3. Hetgeen overigens in het hogerberoepschrift is aangevoerd en aan artikel 85, eerste en tweede lid, van de Vreemdelingenwet 2000 voldoet, kan niet tot vernietiging van de aangevallen uitspraak leiden. Omdat het aldus aangevoerde geen vragen opwerpt die in het belang van de rechtseenheid, de rechtsontwikkeling of de rechtsbescherming in algemene zin beantwoording behoeven, wordt, gelet op artikel 91, tweede lid, van deze wet, met dat oordeel volstaan.
4. Het hoger beroep is, gelet op hetgeen in 2.2. is overwogen, kennelijk gegrond. De aangevallen uitspraak dient voor zover de rechtbank de staatssecretaris niet heeft veroordeeld tot vergoeding van de proceskosten in verband met het beroep tegen het besluit van 14 maart 2013 te worden vernietigd en voor het overige te worden bevestigd.

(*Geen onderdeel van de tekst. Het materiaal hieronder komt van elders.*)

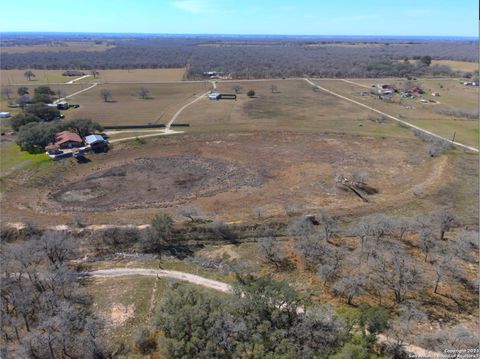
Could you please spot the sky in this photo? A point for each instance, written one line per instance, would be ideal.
(273, 17)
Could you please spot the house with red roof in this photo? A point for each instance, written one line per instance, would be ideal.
(65, 140)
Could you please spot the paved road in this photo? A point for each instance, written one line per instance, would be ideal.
(408, 124)
(167, 127)
(182, 276)
(76, 93)
(355, 83)
(77, 79)
(158, 133)
(221, 287)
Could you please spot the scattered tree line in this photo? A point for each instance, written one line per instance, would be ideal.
(261, 319)
(45, 313)
(284, 57)
(35, 136)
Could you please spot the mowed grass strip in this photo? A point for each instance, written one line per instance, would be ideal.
(126, 107)
(294, 106)
(13, 158)
(458, 65)
(13, 77)
(66, 46)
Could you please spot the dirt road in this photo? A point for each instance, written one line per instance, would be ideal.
(182, 276)
(221, 287)
(169, 124)
(157, 133)
(408, 124)
(77, 79)
(76, 93)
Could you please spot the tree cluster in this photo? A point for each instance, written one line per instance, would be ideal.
(262, 319)
(44, 310)
(34, 136)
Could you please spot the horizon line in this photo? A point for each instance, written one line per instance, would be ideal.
(242, 35)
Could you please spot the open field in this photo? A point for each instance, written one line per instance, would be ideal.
(141, 75)
(127, 108)
(15, 77)
(125, 303)
(56, 47)
(63, 88)
(228, 176)
(12, 77)
(458, 65)
(453, 95)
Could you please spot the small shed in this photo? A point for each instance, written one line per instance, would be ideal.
(94, 139)
(214, 96)
(96, 142)
(62, 105)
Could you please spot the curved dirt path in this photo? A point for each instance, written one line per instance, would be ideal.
(182, 276)
(157, 133)
(224, 288)
(174, 117)
(77, 93)
(408, 124)
(77, 79)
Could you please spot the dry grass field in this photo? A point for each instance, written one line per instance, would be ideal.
(141, 75)
(295, 106)
(65, 46)
(453, 95)
(458, 65)
(15, 77)
(12, 77)
(126, 107)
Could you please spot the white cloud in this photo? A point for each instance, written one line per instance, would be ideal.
(194, 6)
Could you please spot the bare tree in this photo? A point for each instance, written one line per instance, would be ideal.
(446, 219)
(360, 176)
(189, 212)
(402, 225)
(144, 93)
(6, 92)
(329, 224)
(60, 93)
(394, 268)
(106, 95)
(29, 74)
(426, 242)
(273, 253)
(331, 263)
(458, 337)
(301, 227)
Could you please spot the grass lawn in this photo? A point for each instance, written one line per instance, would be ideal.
(13, 158)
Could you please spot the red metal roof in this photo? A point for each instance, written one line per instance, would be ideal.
(65, 136)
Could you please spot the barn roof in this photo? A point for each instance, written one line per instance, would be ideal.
(66, 136)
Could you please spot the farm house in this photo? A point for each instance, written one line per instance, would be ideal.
(66, 140)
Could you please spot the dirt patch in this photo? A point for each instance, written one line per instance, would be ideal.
(161, 182)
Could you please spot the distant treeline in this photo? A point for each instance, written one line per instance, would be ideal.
(252, 58)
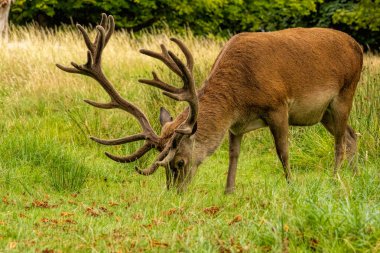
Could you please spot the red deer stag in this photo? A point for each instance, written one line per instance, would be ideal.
(292, 77)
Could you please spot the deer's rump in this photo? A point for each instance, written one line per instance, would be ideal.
(305, 68)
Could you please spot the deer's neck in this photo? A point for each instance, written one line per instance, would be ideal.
(214, 119)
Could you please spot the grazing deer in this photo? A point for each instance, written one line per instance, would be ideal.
(292, 77)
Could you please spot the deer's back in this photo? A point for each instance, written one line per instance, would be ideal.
(304, 67)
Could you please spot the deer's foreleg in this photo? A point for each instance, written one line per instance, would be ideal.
(234, 152)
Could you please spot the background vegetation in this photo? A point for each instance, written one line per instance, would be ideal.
(58, 192)
(360, 18)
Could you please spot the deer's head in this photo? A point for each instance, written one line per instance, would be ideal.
(176, 141)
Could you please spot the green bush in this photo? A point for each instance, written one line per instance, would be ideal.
(218, 17)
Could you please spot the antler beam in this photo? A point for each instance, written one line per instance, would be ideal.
(93, 68)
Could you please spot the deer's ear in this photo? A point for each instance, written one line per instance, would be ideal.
(164, 116)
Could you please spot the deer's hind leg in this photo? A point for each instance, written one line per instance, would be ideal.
(335, 120)
(278, 123)
(350, 139)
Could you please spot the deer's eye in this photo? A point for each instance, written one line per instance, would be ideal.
(180, 164)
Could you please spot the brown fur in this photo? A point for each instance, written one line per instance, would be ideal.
(292, 77)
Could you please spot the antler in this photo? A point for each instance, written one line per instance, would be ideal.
(185, 72)
(186, 93)
(93, 69)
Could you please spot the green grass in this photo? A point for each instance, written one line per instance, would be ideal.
(59, 192)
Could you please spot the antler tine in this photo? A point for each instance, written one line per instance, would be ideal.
(93, 69)
(153, 168)
(133, 157)
(187, 92)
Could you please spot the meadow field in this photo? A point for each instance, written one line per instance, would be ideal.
(60, 193)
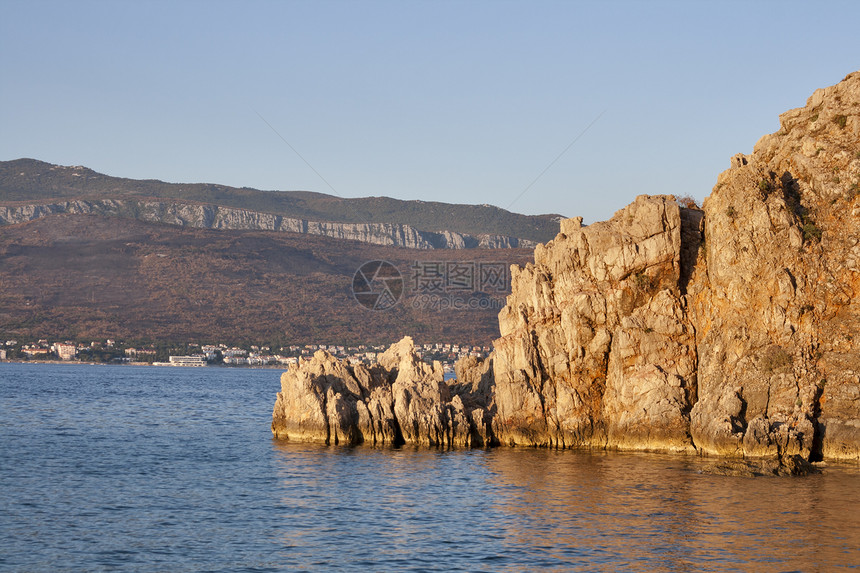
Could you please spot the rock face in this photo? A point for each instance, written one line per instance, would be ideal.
(731, 330)
(597, 348)
(219, 217)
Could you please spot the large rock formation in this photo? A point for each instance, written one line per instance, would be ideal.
(400, 400)
(219, 217)
(730, 330)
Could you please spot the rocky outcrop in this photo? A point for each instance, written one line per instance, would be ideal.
(731, 330)
(400, 400)
(728, 331)
(597, 348)
(220, 217)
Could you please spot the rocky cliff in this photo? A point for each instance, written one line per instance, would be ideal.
(730, 330)
(220, 217)
(400, 400)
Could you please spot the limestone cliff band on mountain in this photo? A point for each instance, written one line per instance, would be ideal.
(32, 189)
(731, 330)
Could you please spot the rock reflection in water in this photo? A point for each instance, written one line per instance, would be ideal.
(517, 509)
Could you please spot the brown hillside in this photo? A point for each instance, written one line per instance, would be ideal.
(82, 277)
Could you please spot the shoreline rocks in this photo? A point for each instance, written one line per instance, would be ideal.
(730, 331)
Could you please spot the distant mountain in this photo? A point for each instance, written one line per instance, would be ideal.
(84, 277)
(30, 189)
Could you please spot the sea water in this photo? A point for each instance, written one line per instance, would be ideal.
(123, 468)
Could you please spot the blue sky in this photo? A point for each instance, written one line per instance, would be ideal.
(465, 102)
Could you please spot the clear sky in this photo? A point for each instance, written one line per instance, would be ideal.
(455, 101)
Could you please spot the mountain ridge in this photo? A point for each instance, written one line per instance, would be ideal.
(32, 182)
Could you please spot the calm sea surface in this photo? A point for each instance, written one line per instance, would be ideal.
(170, 469)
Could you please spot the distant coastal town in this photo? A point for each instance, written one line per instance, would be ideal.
(111, 351)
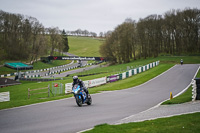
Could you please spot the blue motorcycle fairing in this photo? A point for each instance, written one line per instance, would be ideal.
(78, 91)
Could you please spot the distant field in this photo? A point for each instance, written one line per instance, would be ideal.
(84, 46)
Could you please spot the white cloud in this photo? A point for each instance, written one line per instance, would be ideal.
(93, 15)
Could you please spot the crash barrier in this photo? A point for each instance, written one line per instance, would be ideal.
(36, 79)
(30, 90)
(113, 78)
(196, 89)
(18, 66)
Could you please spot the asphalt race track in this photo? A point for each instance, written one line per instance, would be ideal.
(64, 116)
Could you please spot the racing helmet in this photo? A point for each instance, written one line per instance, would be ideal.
(75, 79)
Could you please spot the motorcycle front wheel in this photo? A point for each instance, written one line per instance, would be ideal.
(78, 101)
(89, 102)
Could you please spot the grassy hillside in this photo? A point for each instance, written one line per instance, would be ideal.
(84, 46)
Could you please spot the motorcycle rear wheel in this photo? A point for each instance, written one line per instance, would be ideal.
(89, 102)
(78, 101)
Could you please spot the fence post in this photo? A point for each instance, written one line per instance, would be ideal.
(48, 90)
(28, 93)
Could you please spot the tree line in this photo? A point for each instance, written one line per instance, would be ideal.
(176, 32)
(80, 32)
(25, 38)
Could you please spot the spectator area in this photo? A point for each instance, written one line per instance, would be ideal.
(18, 65)
(4, 82)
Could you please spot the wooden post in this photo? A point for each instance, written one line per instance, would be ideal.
(48, 90)
(28, 93)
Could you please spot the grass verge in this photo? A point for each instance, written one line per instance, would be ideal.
(183, 98)
(188, 123)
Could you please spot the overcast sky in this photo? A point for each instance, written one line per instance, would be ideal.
(92, 15)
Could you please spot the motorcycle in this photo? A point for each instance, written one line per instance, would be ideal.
(81, 96)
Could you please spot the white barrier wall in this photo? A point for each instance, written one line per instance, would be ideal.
(97, 82)
(100, 81)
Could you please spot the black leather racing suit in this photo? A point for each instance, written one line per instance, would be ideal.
(82, 85)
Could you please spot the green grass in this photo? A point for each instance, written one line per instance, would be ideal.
(36, 66)
(84, 46)
(188, 123)
(183, 98)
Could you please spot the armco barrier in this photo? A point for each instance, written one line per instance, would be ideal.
(47, 69)
(113, 78)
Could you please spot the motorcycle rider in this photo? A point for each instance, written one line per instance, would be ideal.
(79, 82)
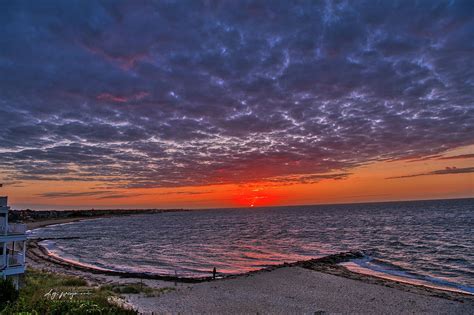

5. De staatssecretaris dient op na te melden wijze tot vergoeding van de proceskosten te worden veroordeeld.
Beslissing
De Afdeling bestuursrechtspraak van de Raad van State:
I. verklaart het hoger beroep gegrond;
II. vernietigt de uitspraak van de rechtbank Den Haag, zittingsplaats Rotterdam, van 3 april 2014 in zaak nr. 13/7331, voor zover de rechtbank de staatssecretaris van Veiligheid en Justitie niet heeft veroordeeld tot vergoeding van de proceskosten in verband met het beroep tegen het besluit van 14 maart 2013, kenmerk Z1-1383840700;
III. bevestigt de aangevallen uitspraak voor het overige;
IV. veroordeelt de staatssecretaris van Veiligheid en Justitie tot vergoeding van bij de vreemdeling in verband met de behandeling van het beroep tegen het besluit van 14 maart 2013, kenmerk Z1-1383840700, en het hoger beroep opgekomen proceskosten tot een bedrag van € 974,00 (zegge: negenhonderdvierenzeventig euro), geheel toe te rekenen aan door een derde beroepsmatig verleende rechtsbijstand;
V. verstaat dat de secretaris van de Raad van State aan de vreemdeling het door hem betaalde griffierecht ten bedrage van € 246,00 (zegge: tweehonderdzesenveertig euro) voor de behandeling van het hoger beroep terugbetaalt.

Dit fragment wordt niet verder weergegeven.